Integration of Technology in the classroom.
With the ever increasing rise in the production of new technologies, educator run the risk of discarding the traditional features which have been and were tried and proven. It is an undetermined view that these older technologies have a more significant influence on intellectual and cognitive development than the faster and more dynamic multi-median features of modern technologies.
One of the most loved item of technology is the overhead projector.
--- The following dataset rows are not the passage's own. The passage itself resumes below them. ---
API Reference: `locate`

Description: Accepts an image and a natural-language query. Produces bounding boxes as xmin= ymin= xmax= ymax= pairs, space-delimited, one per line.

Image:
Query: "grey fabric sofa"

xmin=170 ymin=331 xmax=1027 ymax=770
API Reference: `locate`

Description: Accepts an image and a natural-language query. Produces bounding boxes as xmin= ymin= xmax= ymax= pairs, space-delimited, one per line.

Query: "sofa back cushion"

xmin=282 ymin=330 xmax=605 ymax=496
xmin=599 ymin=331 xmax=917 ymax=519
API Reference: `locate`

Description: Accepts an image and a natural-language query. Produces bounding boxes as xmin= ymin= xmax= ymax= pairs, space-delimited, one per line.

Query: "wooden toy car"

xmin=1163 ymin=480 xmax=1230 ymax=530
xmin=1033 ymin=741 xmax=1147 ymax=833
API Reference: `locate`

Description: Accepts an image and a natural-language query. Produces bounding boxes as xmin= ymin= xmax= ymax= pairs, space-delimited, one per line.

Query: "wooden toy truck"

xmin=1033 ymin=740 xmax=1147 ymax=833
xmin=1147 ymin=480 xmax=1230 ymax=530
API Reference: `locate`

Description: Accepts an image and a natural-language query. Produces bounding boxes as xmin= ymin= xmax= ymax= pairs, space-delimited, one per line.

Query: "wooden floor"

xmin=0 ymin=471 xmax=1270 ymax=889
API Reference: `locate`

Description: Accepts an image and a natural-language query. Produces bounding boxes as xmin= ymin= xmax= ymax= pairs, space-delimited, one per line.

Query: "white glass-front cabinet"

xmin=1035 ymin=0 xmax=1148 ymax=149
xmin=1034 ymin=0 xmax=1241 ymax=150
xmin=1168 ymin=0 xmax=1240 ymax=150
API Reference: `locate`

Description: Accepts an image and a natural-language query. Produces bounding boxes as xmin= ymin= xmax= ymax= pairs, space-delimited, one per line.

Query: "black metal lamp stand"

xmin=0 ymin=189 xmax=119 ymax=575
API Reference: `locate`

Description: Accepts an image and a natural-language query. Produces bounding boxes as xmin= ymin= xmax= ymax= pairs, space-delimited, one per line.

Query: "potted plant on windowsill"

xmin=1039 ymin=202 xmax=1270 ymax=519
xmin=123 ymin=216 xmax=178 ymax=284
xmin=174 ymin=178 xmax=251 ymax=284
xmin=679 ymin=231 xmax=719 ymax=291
The simple "light box which allows for projection of images" has been around as far back as one can remember, and has always been used by educators and presenter from walks of life.
The following article demonstrates the use of the overhead projector in a lesson, and is the first in a series of lessons on the use of the traditional technologies and is designed for adult educators and presenters.
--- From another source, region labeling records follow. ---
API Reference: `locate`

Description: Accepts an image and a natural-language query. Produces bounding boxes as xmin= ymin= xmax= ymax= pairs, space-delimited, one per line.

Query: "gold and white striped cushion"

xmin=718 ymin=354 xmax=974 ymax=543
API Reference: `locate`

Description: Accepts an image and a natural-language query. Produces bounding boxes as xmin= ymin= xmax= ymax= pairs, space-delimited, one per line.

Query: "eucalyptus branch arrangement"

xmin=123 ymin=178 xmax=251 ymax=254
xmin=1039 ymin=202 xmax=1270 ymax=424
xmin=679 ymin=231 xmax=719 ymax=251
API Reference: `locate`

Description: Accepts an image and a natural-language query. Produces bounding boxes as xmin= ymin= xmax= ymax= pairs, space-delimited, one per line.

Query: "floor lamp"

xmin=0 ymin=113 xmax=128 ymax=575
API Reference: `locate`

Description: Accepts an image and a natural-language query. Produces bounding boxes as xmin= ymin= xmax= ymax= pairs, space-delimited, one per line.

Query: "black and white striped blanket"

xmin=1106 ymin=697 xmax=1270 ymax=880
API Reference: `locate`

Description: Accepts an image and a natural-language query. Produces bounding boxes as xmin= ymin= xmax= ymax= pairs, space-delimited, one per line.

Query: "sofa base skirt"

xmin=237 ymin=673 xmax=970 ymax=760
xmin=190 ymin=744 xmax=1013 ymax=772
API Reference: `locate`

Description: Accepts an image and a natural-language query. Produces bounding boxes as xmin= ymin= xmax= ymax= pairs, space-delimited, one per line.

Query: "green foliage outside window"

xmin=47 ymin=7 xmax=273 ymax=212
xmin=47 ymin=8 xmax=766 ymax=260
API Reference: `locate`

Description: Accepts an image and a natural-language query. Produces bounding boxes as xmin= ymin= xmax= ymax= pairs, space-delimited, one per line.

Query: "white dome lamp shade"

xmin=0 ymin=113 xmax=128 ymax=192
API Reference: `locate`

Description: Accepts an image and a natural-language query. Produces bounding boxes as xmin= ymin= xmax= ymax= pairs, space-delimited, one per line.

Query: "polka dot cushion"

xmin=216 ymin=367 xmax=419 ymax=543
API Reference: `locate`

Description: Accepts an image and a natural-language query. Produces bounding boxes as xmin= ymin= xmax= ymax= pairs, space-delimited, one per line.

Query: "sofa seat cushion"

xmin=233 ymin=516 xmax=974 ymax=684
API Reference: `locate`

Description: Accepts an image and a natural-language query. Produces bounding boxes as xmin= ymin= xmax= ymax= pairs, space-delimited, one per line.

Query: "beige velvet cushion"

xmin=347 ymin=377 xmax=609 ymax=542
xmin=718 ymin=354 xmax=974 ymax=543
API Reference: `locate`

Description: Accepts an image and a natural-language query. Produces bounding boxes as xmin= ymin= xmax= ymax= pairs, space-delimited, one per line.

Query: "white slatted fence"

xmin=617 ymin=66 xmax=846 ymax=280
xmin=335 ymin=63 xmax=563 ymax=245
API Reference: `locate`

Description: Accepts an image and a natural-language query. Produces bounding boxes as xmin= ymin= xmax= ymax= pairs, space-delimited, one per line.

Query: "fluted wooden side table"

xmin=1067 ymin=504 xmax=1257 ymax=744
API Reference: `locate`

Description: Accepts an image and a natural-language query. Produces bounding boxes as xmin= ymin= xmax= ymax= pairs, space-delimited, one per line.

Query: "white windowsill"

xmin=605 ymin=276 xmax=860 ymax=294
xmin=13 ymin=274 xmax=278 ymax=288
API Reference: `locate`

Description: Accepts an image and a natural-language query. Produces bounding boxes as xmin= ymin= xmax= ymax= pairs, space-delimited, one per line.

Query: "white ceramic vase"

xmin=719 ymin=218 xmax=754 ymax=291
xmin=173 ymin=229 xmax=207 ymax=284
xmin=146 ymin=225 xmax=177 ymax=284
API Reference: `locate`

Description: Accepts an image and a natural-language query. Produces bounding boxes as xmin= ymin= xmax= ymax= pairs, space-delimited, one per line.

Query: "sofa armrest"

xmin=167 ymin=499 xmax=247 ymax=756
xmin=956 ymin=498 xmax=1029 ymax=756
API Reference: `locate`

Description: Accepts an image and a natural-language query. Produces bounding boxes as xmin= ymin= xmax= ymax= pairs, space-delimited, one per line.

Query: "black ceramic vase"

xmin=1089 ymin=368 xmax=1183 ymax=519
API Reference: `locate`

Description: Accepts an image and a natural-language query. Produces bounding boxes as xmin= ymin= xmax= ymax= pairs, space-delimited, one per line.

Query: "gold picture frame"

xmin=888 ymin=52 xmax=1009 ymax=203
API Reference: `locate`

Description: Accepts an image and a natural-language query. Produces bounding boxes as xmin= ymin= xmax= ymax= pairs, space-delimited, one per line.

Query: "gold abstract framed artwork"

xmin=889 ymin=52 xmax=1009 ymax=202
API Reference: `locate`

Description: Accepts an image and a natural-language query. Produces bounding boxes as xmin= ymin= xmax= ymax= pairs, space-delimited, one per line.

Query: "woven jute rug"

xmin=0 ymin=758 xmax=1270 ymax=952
Lesson Topic: How to use a overhead projector
Audience: Adults 18 years and older - or persons making presentations of whatever kind.
Objective: At the end of this session participants will be able to:
1. Identify the features of a overhead projector.
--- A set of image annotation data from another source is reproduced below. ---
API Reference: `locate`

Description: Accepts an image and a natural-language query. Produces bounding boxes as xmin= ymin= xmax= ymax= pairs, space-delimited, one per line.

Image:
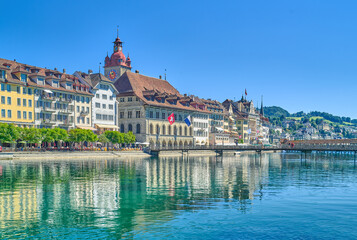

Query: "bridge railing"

xmin=150 ymin=144 xmax=357 ymax=151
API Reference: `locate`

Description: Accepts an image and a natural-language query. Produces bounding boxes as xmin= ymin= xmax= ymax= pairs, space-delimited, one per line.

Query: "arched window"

xmin=156 ymin=124 xmax=160 ymax=135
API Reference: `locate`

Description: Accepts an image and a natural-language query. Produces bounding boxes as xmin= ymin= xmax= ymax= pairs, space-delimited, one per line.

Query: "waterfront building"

xmin=201 ymin=99 xmax=229 ymax=145
xmin=188 ymin=95 xmax=210 ymax=146
xmin=222 ymin=99 xmax=249 ymax=143
xmin=0 ymin=59 xmax=35 ymax=127
xmin=74 ymin=71 xmax=118 ymax=134
xmin=114 ymin=71 xmax=208 ymax=147
xmin=104 ymin=33 xmax=131 ymax=82
xmin=2 ymin=60 xmax=92 ymax=130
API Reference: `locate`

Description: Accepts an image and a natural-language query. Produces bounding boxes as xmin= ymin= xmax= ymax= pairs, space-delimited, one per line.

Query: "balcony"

xmin=59 ymin=119 xmax=73 ymax=126
xmin=80 ymin=111 xmax=89 ymax=116
xmin=57 ymin=108 xmax=73 ymax=114
xmin=58 ymin=97 xmax=73 ymax=103
xmin=41 ymin=117 xmax=55 ymax=125
xmin=41 ymin=105 xmax=56 ymax=113
xmin=41 ymin=95 xmax=56 ymax=101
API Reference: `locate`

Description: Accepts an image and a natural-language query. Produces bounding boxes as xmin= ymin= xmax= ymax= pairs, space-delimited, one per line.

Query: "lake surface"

xmin=0 ymin=154 xmax=357 ymax=239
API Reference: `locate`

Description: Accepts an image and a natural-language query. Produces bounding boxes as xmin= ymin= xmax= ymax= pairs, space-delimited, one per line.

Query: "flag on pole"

xmin=185 ymin=115 xmax=191 ymax=126
xmin=167 ymin=113 xmax=175 ymax=125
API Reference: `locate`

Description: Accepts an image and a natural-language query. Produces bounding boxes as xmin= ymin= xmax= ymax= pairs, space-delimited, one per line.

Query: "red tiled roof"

xmin=0 ymin=58 xmax=93 ymax=96
xmin=114 ymin=71 xmax=209 ymax=113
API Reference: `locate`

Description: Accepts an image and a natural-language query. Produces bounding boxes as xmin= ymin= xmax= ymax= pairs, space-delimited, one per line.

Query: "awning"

xmin=76 ymin=126 xmax=97 ymax=131
xmin=43 ymin=89 xmax=53 ymax=93
xmin=95 ymin=124 xmax=119 ymax=129
xmin=216 ymin=127 xmax=224 ymax=132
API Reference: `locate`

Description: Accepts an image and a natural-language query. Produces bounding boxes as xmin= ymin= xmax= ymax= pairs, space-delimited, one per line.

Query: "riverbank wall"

xmin=0 ymin=151 xmax=151 ymax=160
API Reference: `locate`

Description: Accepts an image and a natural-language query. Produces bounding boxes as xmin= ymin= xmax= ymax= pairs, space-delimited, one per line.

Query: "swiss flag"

xmin=167 ymin=113 xmax=175 ymax=125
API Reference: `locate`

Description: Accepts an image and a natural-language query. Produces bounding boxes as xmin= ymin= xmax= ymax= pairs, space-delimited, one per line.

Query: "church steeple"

xmin=104 ymin=29 xmax=131 ymax=81
xmin=113 ymin=37 xmax=123 ymax=53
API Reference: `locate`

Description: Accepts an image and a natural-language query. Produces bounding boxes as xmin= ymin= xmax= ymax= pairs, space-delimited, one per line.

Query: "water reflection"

xmin=0 ymin=154 xmax=356 ymax=239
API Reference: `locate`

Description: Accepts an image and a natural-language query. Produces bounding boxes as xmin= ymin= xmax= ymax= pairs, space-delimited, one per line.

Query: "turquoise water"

xmin=0 ymin=154 xmax=357 ymax=239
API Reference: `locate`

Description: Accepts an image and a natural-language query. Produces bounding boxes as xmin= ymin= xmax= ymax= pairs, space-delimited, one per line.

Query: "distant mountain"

xmin=263 ymin=106 xmax=290 ymax=118
xmin=263 ymin=106 xmax=357 ymax=125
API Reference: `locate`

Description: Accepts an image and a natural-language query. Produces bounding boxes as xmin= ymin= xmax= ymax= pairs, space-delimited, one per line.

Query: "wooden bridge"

xmin=150 ymin=139 xmax=357 ymax=155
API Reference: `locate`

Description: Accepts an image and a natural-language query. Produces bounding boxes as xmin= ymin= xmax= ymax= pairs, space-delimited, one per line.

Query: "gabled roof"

xmin=74 ymin=71 xmax=117 ymax=94
xmin=114 ymin=71 xmax=208 ymax=113
xmin=0 ymin=58 xmax=93 ymax=96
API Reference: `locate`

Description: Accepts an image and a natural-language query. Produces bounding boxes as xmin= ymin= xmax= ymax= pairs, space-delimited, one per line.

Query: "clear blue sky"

xmin=0 ymin=0 xmax=357 ymax=118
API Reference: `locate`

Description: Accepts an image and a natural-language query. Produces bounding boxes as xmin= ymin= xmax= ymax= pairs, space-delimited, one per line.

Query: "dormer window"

xmin=52 ymin=81 xmax=58 ymax=87
xmin=37 ymin=78 xmax=45 ymax=85
xmin=21 ymin=73 xmax=27 ymax=83
xmin=0 ymin=70 xmax=5 ymax=79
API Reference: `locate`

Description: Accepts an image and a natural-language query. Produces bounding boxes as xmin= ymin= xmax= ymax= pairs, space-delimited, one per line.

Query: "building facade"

xmin=0 ymin=59 xmax=35 ymax=127
xmin=104 ymin=33 xmax=131 ymax=82
xmin=74 ymin=71 xmax=118 ymax=134
xmin=114 ymin=71 xmax=208 ymax=147
xmin=1 ymin=60 xmax=93 ymax=130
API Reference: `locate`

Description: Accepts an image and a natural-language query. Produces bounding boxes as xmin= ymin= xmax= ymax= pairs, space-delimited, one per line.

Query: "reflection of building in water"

xmin=146 ymin=154 xmax=269 ymax=200
xmin=0 ymin=187 xmax=41 ymax=228
xmin=146 ymin=157 xmax=211 ymax=195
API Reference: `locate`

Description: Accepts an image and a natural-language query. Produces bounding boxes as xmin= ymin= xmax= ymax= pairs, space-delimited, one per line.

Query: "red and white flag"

xmin=167 ymin=113 xmax=175 ymax=125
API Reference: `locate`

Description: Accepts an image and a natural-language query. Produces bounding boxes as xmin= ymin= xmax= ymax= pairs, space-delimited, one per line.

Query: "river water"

xmin=0 ymin=153 xmax=357 ymax=239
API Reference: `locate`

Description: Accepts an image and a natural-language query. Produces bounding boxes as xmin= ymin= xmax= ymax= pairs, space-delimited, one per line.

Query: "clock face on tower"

xmin=108 ymin=69 xmax=117 ymax=81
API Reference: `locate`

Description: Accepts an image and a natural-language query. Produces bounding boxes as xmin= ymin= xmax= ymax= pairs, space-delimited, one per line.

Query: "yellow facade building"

xmin=0 ymin=59 xmax=35 ymax=126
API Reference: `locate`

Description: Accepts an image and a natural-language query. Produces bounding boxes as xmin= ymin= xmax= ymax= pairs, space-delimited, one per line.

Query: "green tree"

xmin=98 ymin=134 xmax=110 ymax=143
xmin=85 ymin=129 xmax=98 ymax=142
xmin=0 ymin=123 xmax=20 ymax=143
xmin=23 ymin=128 xmax=42 ymax=143
xmin=68 ymin=128 xmax=87 ymax=149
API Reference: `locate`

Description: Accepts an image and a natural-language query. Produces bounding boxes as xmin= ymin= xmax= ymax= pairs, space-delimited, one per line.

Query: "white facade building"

xmin=75 ymin=72 xmax=118 ymax=134
xmin=191 ymin=112 xmax=209 ymax=146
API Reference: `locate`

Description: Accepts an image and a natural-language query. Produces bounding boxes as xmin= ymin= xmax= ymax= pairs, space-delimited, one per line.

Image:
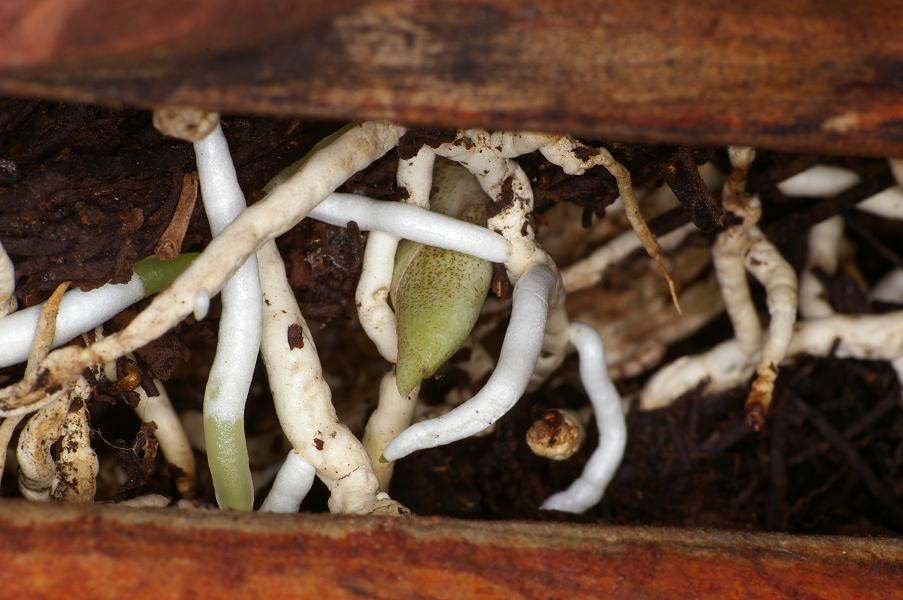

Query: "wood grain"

xmin=0 ymin=0 xmax=903 ymax=156
xmin=0 ymin=500 xmax=903 ymax=600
2. Practice the principles that make for a good presentation.
3. Apply showmanship tips while using the overhead projector.
4. Know the advantages and limitations of the overhead projector.
Overhead projector, transparencies (blank and pre-packaged), transparency markers, lettering and shapes templates, grid sample, area for projecting images, e.g. screen or white surface.
What are the advantages of using the overhead Projector as an instructional aid?
The overhead projector can be used in a room that normal lighting. The brightness of the lamp use in the projector radiates enough light to satisfy required standard.
Contact with the audience remains constant as the presentation is made from the front of a well lit room.
The projector is easy to use, portable and lightweight. Technical know-how is not a requirement for its operation.
Various kinds of material can be projected from the projectors screen or stage. These include the silhouted images of objects and opaque material.
How are presentations effectively made?
Direct the viewers attention to the presentation by pointing to the stage of the projector, never to the projected area or screen.
Limit the number of visual images in any one transparency. Always use square shaped screen on which to project the images.
Each transparency should be confined to a single major concept.
The projected images can be manipulated while the presentation is being made. For example details can be added to the transparencies while the presentation develops.